Remember all those years you struggled to memorize the irregular imperative verbs? You know, verbs like hacer, which doesn’t become hace but rather haz. Or ir, which turns into ve?
Sorry, but you’re in Chile now. And you’ll have to relearn all of that.
Sneaky shadow vowels?
At first, I thought I was just hearing shadow vowels or some form of over-articulation. Chileans seemed to be adding an ‘e’ at the end of certain commands.
But after enough observation and internet interactions, I learned that Chileans actually use a different form of the imperative for several verbs, namely, hacer, poner, and salir.
And by different, I mean they do exactly what you took years trying to undo: they go to the third person singular.
We all know poner should become pon in the imperative.
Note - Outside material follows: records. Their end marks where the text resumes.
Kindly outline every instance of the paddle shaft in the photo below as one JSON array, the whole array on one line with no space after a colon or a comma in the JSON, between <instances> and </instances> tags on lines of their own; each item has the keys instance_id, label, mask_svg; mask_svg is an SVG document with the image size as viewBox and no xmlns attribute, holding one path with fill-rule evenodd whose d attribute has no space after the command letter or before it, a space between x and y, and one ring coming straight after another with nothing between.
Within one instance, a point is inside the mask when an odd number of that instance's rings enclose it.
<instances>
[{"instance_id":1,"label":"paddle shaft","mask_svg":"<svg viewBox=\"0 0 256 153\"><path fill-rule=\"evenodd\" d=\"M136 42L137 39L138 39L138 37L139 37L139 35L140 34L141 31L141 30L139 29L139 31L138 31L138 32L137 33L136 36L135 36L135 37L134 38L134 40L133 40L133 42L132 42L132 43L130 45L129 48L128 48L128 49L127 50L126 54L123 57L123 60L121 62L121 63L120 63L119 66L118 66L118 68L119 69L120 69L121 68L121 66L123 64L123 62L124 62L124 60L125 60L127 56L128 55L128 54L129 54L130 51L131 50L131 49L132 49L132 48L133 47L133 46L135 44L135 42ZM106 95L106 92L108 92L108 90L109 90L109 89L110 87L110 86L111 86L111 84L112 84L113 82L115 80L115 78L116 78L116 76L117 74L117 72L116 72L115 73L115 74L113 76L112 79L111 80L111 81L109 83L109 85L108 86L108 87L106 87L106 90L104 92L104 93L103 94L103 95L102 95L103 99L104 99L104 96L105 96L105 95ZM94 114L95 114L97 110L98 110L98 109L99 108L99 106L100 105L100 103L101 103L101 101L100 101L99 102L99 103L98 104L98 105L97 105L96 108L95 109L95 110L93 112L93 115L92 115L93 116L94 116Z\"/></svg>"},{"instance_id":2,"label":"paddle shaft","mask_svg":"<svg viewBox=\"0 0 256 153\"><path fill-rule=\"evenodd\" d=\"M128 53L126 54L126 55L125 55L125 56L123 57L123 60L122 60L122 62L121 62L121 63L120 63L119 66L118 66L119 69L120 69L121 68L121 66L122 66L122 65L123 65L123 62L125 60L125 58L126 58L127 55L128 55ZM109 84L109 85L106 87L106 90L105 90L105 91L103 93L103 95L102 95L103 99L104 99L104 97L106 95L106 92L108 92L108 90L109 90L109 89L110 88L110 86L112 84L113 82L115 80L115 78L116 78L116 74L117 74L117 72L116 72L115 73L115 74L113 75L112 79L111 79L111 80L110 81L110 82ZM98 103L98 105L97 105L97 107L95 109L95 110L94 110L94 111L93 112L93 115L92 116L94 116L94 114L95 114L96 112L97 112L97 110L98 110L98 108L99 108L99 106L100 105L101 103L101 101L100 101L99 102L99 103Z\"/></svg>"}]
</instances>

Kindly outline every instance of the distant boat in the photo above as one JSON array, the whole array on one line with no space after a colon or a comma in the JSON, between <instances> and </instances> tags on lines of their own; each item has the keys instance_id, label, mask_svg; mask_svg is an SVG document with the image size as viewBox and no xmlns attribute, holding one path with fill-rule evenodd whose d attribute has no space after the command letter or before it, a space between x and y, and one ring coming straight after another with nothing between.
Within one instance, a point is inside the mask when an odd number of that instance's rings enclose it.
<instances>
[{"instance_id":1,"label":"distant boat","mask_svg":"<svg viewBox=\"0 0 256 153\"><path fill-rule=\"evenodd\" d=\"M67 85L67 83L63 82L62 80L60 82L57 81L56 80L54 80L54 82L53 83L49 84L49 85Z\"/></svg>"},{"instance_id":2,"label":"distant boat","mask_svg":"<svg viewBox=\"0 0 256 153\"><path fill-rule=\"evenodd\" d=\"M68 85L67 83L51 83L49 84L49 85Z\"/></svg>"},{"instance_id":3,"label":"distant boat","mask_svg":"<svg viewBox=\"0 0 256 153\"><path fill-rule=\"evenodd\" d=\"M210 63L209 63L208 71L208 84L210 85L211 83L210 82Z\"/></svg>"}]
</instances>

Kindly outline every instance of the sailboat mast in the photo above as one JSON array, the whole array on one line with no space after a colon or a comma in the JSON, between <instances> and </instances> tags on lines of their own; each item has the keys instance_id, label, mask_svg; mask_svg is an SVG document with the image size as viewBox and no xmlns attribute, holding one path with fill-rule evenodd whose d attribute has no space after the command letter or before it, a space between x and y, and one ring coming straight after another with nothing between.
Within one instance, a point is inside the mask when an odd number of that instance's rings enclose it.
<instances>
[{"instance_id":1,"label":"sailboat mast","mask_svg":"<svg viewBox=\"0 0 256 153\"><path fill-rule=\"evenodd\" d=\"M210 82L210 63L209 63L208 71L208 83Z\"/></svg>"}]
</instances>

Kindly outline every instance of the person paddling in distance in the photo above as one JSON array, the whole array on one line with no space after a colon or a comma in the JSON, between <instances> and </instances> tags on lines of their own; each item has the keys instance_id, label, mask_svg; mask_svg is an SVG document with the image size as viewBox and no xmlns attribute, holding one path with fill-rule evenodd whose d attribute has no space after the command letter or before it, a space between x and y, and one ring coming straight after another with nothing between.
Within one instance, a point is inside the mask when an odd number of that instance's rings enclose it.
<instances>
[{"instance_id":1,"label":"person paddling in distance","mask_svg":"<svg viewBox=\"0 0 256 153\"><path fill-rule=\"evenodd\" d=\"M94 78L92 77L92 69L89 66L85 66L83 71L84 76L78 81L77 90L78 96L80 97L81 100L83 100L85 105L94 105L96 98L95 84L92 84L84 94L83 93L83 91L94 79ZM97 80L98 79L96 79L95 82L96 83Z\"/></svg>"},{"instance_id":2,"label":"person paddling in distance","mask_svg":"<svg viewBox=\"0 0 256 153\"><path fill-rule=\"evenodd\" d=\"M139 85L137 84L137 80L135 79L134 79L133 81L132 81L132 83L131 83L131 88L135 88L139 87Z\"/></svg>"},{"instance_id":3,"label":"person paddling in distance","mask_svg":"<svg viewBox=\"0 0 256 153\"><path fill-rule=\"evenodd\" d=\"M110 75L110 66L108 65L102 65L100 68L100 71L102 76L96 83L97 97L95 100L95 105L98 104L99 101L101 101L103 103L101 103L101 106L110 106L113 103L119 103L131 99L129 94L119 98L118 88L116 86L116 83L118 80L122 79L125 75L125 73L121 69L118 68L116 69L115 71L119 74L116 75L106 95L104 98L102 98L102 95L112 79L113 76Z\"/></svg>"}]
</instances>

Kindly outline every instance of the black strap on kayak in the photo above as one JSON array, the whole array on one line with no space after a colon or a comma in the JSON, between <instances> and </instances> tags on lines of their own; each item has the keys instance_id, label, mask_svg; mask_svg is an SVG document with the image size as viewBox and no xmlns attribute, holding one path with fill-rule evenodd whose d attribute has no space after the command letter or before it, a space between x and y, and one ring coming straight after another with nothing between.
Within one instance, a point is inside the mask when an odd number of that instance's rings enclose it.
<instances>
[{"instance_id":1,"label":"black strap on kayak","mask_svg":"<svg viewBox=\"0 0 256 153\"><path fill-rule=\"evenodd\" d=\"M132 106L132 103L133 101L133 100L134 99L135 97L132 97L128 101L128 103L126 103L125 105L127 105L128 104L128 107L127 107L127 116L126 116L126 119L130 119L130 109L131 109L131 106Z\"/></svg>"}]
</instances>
But in Chile, it is normal to hear something like, “Pónele un poquito más de sal.” (Put some more salt on it.)
¡Pónele weno! (Which is like ¡Hazlo con ganas! Or, “Do it like you mean it!”)
Hacer usually is haz as a command. (So many years of practice down the drain.) I think I’ll skip the explanation and go to the memes, because there’s basically nothing to say except Y U NO IMPERATIVE???
First, the author used sale instead of sal
Second, you’ll notice that the above image uses anda to say “go” in the imperative, as opposed to using ve or vete. This is very typical in Chilean Spanish, and ve is basically only used as the imperative of ver.
BONUS! Sálete?? Why “te”? This is not a reflexive verb here, right? What is that reflexive pronoun doing in there?
In Chile, I’ve noted that people often tag on a ‘te’ when making commands to add emphasis. (Correct me if I’m wrong, Chileans!) For example, if you want your child to sit down and eat his food, you might exclaim, “¡Cómetelo!” (Eat it!)
The English equivalent might be the “Do” in a command like, “Do stay for dinner!”